I honestly don't know how to relinquish control. But I haven't had any control over my life in years. I keep swimming against the current and getting swept away. But I'm too stubborn to quit. Too proud to give up. I keep grasping at the dreams and ideals of my past and everything is getting foggy. I worked so hard. Climbed so many mountains. I cried too many tears. I'm screaming like the spoiled brat that I am, demanding some tiny bit of what I feel is owed to me. What I feel should already be mine.

I want security. I've never dreamed of a mansion on top of a hill and my life to be a vacation. I just want to feel like the ground isn't going to fall out from under me.

Friday, June 12, 2015

Today is Friday

Time escapes me. Almost two years have gone by since I've written in this silly thing. A lot happens in two years, even when "nothing" seems to actually happen.

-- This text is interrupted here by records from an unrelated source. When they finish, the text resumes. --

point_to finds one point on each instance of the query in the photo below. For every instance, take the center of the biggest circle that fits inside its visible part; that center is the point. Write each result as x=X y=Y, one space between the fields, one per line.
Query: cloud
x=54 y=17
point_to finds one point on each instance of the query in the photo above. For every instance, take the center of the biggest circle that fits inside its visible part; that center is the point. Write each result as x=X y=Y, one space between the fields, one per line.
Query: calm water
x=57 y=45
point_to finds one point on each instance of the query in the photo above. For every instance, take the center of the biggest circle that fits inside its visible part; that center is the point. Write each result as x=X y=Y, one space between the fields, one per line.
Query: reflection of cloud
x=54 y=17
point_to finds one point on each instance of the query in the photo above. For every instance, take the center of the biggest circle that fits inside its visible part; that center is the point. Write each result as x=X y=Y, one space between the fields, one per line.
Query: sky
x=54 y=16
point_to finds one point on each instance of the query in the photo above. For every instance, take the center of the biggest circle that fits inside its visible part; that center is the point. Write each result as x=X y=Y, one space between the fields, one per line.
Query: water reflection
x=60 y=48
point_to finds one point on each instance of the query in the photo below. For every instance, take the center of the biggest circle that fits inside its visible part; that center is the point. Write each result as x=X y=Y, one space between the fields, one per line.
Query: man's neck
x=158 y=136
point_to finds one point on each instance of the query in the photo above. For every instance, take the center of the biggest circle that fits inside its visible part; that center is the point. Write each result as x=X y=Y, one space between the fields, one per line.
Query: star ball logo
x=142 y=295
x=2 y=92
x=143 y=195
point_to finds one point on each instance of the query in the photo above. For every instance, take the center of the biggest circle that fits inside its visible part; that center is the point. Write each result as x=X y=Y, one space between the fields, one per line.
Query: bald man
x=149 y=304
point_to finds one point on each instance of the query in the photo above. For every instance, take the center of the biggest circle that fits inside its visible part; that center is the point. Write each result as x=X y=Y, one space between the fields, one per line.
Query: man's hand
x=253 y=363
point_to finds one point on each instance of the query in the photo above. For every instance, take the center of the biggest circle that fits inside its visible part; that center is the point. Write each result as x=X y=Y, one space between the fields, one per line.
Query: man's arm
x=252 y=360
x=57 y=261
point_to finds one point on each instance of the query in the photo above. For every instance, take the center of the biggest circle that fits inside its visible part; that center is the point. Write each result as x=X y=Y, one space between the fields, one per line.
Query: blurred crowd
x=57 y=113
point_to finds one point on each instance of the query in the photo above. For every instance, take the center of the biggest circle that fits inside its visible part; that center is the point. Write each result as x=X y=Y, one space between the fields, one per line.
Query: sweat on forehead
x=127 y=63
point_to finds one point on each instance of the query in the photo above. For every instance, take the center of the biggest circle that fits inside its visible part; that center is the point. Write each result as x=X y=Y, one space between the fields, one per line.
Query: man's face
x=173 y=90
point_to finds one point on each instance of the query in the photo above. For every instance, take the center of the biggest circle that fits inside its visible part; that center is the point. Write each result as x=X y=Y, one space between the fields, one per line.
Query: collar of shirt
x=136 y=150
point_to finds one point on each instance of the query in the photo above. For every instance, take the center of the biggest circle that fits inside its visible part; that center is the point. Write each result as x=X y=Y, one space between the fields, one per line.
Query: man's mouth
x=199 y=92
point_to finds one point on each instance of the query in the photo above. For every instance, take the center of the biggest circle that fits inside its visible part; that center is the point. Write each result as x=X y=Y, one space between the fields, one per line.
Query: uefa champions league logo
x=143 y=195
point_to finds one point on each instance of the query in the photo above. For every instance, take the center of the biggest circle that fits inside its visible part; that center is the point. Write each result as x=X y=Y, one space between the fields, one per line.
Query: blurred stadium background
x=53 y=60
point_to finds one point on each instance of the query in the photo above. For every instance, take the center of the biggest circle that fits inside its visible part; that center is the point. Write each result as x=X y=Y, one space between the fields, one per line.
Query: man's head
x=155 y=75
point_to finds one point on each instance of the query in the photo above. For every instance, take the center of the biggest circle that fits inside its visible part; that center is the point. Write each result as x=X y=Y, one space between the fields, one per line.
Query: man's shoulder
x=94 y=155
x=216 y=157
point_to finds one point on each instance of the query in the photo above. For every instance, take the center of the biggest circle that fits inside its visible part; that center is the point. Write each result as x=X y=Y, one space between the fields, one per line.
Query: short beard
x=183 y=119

I'm not even sure what I'm trying to compose here. Though, it may have always been that way. There was just always that inclination to somehow make sense of my life that compelled me to spit my emotions out.

As I begin to creep up on 26 you would think that I would have more of a sense of what life has in store for me. Yet as of late you'll find me on my knees begging God for some type of clue. I'm grasping at dreams I'm not sure I should keep. Why is it that I am always such a mess?

I have so much more to offer than I have been allowed to give.